The holiday-shortened trading week amplified what should have been modest gains into large ones.

Conforming mortgage rates dropped by about a quarter-percent last week, dropping them near their best levels of the year — and of all-time.

Oddly, mortgage rates are falling as the U.S. dollar weakens. This is atypical because mortgage bonds are repaid in U.S. dollars. When the value of the dollar is falling, therefore, the value of holding mortgage bonds become less over time.

Investors are snapping up bonds with fury, however. Partially because of lingering concerns related to Dubai, and partially because of faith in the U.S. economy’s long-term health.

This week, those beliefs could be shaken to the core — specifically because of Friday’s jobs report.

It’s no secret that the economy is growing. Housing is improving, banks are re-capitalizing, and businesses are making capital investment. However, employment is lagging.
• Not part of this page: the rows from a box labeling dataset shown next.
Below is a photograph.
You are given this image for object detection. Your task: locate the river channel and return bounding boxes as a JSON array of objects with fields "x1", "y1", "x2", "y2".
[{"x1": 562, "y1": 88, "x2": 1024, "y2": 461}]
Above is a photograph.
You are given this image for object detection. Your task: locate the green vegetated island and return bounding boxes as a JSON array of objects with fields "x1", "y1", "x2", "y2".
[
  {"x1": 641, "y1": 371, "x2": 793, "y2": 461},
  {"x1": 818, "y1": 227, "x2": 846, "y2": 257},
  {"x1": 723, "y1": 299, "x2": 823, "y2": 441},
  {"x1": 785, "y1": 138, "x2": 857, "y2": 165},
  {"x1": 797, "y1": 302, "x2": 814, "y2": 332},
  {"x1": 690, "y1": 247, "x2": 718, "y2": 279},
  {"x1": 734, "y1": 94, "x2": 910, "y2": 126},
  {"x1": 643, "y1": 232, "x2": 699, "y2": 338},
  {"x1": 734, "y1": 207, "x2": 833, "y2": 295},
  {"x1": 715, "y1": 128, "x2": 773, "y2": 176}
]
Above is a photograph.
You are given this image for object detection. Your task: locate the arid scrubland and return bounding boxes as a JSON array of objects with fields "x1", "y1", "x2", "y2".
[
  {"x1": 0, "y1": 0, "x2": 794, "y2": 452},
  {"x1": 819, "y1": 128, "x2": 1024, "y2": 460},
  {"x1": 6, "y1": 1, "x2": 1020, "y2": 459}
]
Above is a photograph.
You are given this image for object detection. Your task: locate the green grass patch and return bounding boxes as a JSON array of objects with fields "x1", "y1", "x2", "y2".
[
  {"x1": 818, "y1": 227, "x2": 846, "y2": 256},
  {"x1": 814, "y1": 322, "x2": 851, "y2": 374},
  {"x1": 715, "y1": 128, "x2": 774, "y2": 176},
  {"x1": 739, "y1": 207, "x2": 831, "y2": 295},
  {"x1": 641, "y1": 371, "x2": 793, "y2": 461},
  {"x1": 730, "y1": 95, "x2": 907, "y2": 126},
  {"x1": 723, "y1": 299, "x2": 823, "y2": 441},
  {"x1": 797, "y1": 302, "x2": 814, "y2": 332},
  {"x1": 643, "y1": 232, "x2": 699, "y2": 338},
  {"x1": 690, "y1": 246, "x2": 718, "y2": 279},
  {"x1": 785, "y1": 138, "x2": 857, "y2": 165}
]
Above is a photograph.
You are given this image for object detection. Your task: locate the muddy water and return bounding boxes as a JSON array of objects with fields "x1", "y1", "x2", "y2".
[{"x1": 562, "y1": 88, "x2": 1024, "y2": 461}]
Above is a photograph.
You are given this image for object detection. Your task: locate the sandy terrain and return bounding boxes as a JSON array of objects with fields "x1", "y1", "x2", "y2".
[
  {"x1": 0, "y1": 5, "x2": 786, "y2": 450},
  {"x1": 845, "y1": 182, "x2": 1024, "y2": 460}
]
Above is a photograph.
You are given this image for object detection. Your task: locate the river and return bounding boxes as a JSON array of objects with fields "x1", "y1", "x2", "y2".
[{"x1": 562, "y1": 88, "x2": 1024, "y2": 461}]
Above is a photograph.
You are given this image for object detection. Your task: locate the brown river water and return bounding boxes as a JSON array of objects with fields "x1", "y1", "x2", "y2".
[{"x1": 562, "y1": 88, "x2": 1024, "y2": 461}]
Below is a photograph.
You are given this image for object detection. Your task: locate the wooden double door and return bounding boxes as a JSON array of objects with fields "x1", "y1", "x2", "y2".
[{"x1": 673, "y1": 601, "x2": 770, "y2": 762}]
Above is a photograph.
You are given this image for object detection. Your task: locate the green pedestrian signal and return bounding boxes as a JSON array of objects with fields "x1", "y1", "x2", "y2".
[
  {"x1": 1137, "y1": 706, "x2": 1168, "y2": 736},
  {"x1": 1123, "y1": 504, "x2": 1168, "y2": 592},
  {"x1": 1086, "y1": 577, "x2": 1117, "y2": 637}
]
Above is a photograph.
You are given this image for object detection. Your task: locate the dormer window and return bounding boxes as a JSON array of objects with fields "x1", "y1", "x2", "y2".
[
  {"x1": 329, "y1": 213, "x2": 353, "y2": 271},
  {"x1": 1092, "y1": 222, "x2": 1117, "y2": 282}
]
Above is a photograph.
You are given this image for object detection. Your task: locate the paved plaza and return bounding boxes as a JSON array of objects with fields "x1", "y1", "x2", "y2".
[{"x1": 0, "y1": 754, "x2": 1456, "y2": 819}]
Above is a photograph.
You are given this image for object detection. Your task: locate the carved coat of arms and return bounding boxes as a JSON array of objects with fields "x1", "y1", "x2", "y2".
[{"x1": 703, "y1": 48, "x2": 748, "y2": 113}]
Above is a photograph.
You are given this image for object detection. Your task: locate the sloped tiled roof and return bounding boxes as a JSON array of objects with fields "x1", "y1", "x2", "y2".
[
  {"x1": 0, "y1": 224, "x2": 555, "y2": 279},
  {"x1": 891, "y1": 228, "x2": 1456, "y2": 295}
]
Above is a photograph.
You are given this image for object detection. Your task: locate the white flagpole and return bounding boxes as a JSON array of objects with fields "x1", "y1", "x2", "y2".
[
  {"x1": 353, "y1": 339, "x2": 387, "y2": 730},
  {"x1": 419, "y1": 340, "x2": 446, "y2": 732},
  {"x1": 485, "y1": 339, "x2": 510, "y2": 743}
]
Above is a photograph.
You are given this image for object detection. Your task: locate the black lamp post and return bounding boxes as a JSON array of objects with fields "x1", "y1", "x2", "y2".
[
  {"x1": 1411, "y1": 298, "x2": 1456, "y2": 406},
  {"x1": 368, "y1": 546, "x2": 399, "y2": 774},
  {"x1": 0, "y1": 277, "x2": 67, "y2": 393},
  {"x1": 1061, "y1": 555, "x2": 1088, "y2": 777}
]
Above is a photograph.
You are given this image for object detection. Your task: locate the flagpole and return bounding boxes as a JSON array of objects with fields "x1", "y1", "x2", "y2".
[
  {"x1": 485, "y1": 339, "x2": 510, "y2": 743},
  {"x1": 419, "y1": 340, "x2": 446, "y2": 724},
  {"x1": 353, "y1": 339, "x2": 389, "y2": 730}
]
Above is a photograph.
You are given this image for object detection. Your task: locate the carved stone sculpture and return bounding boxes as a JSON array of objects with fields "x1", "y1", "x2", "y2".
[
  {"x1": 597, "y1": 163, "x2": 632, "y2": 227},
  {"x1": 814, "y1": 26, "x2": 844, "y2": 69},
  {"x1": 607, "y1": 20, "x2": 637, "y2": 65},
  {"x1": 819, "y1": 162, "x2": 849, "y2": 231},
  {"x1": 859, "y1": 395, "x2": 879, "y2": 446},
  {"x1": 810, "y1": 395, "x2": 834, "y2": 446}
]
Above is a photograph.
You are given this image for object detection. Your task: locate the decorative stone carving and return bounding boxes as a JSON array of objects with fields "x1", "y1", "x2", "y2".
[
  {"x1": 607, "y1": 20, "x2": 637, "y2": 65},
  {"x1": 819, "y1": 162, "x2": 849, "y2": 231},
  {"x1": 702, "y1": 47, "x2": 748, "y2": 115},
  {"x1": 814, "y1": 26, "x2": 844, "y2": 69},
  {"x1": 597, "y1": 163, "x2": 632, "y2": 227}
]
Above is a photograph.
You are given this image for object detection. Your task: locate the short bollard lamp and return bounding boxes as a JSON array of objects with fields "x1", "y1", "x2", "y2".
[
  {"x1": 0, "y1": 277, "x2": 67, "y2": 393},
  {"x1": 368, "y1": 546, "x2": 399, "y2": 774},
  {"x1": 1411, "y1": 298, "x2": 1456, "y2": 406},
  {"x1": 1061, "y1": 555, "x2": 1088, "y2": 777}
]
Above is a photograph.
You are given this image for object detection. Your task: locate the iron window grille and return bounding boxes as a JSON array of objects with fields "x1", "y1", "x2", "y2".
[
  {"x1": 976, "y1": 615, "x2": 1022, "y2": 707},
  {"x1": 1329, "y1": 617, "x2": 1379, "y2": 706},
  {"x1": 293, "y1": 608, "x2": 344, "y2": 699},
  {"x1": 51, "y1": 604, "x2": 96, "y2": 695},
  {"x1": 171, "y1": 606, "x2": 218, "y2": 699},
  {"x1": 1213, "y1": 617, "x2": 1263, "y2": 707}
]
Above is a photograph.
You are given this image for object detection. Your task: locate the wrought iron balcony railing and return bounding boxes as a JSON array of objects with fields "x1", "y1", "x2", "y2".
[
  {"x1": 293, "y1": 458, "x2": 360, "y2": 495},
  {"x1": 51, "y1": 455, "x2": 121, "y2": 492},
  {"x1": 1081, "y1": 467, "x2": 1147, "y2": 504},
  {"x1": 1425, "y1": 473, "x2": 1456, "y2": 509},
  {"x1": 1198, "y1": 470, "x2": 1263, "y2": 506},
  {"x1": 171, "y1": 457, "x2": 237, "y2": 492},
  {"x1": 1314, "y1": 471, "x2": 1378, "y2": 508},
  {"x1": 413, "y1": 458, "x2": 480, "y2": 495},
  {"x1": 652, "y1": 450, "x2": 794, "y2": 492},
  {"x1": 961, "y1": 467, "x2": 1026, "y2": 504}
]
More than 4 million jobs have been lost this year and the unemployment rate is north of 10 percent for the first time since 1983. Consumers are worried for their jobs and are guarding their wallets the holiday season as a result.

The economy can’t grow without consumer spending, though, and that’s why Friday’s job figures will play an especially large role in mortgage markets. If employment data goes positive, stock markets will rally at the expense of mortgage rates.

Conversely, if data looks worse, mortgage rates should dip.

Either way, it’s a gamble. If you haven’t looked at the benefits of a refinance lately, waiting until Friday to see what happens may be ill-advised. This is because the last two times mortgage rates fell this low, markets corrected within 48 hours, sending rates soaring higher.

Rates look good today. Consider locking something in before rates have reason to rise.